TF-IDF-Based Classification of Uzbek Educational Texts
Round 1
Reviewer 1 Report
Comments and Suggestions for Authors1.Fundamental Methodological Error:
Section 2.2 is titled "TF-IDF + Linear Regression Algorithm." However, the described method is not Linear Regression. The described procedure of fitting a scalar β_i for each document and minimizing a residual is a form of nearest neighbor search using a projection error metric, not regression. Linear Regression is a supervised learning model that learns a single set of coefficients from training data to predict a target variable. This section misuses fundamental machine learning terminology, invalidating the entire method description and any results associated with it. This error is severe and requires a complete rewrite and re-evaluation of the proposed approach.
2.Severely Flawed Experimental Design:
The core experimental design is not valid for evaluating a classification model. The authors use each textbook as a single data point (n=96) and then classify new texts by comparing them to these 96 points. This approach does not constitute a standard train-test split or cross-validation. The model is not "learning" from the data; it is performing a similarity search against a very small set of exemplars. The resulting "accuracy" metrics (82%, 85.7%) are largely meaningless in this context and do not demonstrate the generalization ability of a classification model.
The value of K for KNN (K=9) is chosen arbitrarily using a square root rule of thumb without any justification or ablation study. This is not a rigorous approach.
There is no description of how the dataset was split for training and testing. It appears the entire set of 96 textbook vectors is used as the reference set, which would lead to a significant overestimation of performance if any of the test texts are derived from or are very similar to these textbooks.
3.Incomplete and Superficial Results Analysis:
The abysmal performance of KNN (22%) is merely stated but not analyzed. In high-dimensional spaces (like a 221,036-dimensional TF-IDF vector space), Euclidean distance becomes meaningless—a phenomenon known as the "curse of dimensionality." This is the most likely cause of KNN's failure and should be discussed. Cosine similarity is known to be more effective in such settings, which explains its better performance, but this key point is not mentioned.
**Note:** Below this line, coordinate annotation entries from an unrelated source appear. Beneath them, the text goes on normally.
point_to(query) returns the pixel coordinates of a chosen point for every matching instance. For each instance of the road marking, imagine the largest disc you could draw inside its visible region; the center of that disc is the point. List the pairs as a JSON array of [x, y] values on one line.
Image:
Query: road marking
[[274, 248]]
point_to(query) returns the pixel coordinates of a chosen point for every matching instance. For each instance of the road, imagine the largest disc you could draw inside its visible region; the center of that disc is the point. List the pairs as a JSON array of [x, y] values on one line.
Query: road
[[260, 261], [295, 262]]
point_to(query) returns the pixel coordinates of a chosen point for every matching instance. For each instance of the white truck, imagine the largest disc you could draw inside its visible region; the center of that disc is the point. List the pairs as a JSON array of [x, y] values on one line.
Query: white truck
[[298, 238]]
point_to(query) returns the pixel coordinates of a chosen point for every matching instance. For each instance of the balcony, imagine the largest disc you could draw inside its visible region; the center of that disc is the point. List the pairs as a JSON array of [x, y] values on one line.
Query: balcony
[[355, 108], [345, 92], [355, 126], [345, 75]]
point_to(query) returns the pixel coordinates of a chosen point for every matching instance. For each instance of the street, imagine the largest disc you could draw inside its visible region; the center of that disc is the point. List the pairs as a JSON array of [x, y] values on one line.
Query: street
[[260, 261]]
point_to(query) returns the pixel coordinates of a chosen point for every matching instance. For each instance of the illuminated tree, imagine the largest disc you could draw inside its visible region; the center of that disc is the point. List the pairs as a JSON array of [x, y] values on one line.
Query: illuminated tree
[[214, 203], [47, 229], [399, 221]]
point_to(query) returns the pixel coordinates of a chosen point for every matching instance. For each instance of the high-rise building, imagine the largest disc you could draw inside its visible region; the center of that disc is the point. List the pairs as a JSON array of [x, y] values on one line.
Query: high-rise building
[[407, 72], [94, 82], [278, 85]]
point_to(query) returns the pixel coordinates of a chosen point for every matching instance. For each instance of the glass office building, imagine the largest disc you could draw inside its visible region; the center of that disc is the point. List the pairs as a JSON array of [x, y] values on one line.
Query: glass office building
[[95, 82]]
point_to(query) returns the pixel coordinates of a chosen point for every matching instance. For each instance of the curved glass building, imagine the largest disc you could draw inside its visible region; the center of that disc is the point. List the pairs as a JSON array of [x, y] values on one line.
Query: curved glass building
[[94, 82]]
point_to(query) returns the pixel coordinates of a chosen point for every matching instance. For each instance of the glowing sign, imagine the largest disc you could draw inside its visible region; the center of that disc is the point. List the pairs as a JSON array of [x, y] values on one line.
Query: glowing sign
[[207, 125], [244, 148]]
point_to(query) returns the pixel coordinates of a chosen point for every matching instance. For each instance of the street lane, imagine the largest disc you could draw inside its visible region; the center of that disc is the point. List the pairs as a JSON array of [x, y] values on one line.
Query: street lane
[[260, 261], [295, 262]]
The analysis lacks any form of error analysis. Which classes are most frequently confused? Why did certain texts (e.g., `choliquishi.txt` classified as grade 5) get misclassified? Without this, the results are merely numbers without insight.
There are no statistical significance tests to support the claims about one method being better than another.
4.Lack of Baseline and Context:
The study lacks a proper naive baseline (e.g., always predicting the majority class). What is the accuracy of a random classifier? (~14% for 7 classes). This context is needed to interpret the 22% KNN accuracy.
The performance of the proposed methods is not compared against any other existing approach, even a simple one, making it impossible to assess their actual contribution.
5.Questionable Novelty and Contribution:
The application of TF-IDF + Logistic Regression/Cosine Similarity is a standard and well-known baseline in text classification. Applying it to a new language, while useful for establishing a baseline, does not in itself constitute a significant novel contribution without a more robust experimental setup and comparison to state-of-the-art or alternative methods suitable for low-resource scenarios (e.g., using cross-lingual embeddings or simple transformer fine-tuning if possible).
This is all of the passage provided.